The Firefly Code by Megan Frasier Blakemore. Bloomsbury, 2016.
In the not-to-distant future, Mori and her friends have grown up literally in a bubble, the town of Old Harmonie, created by the Krita Corporation to protect its residents from the corruption and rampant disease of the outside world. Mori, Julia, Theo and Benji are all about to turn 13, the age when they will choose which talent or “latency” to have medically turned on in their brains. As the story opens, Theo is just having his turned on, while the others with slightly later birthdays are still trying to decide what will be most important to them. It’s also possible at this or earlier points for parents to have undesirable traits dampened, though Mori’s parents tell her they like her just fine as it is. Into a tight-knit circle of kids the same age who’ve grown up on the same street comes a new girl, Ilana. As Mori becomes close friends with Ilana, she begins to question what she’s been told all her life. Along with the normal difficulties of shifting friendships and growing up, Mori, granddaughter of one of the founding scientists of Old Harmonie, is trying to solve the mystery of why her grandmother’s best friend left.

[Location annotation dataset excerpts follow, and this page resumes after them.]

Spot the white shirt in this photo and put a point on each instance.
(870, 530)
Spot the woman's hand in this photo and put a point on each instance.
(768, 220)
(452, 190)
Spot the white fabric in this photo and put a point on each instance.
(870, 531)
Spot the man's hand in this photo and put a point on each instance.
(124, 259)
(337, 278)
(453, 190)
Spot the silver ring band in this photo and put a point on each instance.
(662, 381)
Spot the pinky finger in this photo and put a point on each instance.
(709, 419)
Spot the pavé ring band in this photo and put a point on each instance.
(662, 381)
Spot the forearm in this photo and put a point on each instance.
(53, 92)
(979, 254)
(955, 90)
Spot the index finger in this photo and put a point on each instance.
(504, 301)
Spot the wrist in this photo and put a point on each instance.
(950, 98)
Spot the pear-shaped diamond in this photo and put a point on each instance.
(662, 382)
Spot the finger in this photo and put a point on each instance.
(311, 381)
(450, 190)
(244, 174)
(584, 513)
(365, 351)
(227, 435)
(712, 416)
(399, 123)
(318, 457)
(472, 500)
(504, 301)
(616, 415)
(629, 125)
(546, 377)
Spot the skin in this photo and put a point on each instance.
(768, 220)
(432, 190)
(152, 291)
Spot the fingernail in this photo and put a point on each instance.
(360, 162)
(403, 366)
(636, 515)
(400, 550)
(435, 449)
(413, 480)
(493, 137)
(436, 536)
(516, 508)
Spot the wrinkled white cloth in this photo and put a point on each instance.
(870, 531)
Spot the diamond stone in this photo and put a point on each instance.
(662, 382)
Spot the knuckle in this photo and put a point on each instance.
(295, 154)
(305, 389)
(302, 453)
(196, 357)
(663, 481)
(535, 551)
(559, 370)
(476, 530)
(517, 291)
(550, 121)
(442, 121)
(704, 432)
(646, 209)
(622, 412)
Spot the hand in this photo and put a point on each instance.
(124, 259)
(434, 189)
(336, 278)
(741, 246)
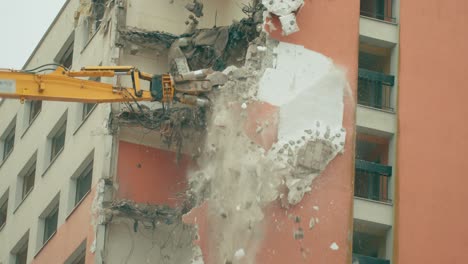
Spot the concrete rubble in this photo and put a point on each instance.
(286, 11)
(239, 173)
(238, 177)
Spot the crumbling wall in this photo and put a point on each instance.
(239, 178)
(141, 233)
(246, 164)
(171, 14)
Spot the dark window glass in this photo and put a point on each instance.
(28, 181)
(9, 143)
(22, 255)
(34, 110)
(58, 141)
(83, 183)
(50, 224)
(3, 213)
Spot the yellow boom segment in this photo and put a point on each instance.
(61, 85)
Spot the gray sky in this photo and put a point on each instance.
(22, 25)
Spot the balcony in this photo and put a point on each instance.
(375, 89)
(377, 9)
(371, 181)
(360, 259)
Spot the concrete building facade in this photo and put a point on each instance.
(86, 183)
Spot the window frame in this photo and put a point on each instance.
(34, 111)
(87, 172)
(10, 135)
(30, 173)
(62, 131)
(47, 235)
(22, 250)
(4, 210)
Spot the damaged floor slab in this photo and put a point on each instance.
(273, 125)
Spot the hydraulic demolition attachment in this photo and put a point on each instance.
(65, 85)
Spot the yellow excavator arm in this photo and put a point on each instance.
(64, 85)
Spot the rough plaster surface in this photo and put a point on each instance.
(238, 176)
(286, 11)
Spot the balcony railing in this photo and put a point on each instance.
(371, 180)
(378, 9)
(375, 89)
(360, 259)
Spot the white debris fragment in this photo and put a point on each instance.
(289, 24)
(334, 246)
(311, 223)
(251, 177)
(286, 11)
(239, 254)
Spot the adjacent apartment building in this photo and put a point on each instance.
(77, 180)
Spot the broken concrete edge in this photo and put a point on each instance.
(237, 179)
(286, 11)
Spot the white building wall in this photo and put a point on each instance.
(82, 137)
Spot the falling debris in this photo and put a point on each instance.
(311, 223)
(334, 246)
(196, 7)
(299, 234)
(286, 11)
(239, 254)
(234, 172)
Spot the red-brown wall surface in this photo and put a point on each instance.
(432, 212)
(149, 175)
(331, 28)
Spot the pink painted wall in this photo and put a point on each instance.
(432, 215)
(69, 236)
(149, 175)
(331, 28)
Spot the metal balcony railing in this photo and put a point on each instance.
(360, 259)
(378, 9)
(371, 180)
(375, 89)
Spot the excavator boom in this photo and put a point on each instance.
(64, 85)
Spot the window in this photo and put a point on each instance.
(50, 224)
(65, 55)
(28, 181)
(9, 143)
(58, 141)
(19, 253)
(22, 255)
(3, 211)
(83, 183)
(67, 59)
(34, 110)
(87, 108)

Any reader who’s read books like The Giver will expect to find some elements of dystopia under the utopia, and this book, while much less sinister, is no exception. Deep and thoughtful explorations of character, friendship and practical applications of scientific ethics underlie a story filled with summer swimming, walks in the woods, and exploring abandoned houses. Also, lots of secrets. The group of friends is diverse both in ethnicity and in family structure – Mori has been raised to be proud of her mixed Japanese and Scottish heritage. The friendships drive this story as much as science fiction, leading to a story with very human faces. This is a moving and beautiful story that gradually shifts from familiar to uncomfortable as Mori and her friends uncover more of the truth about their situation.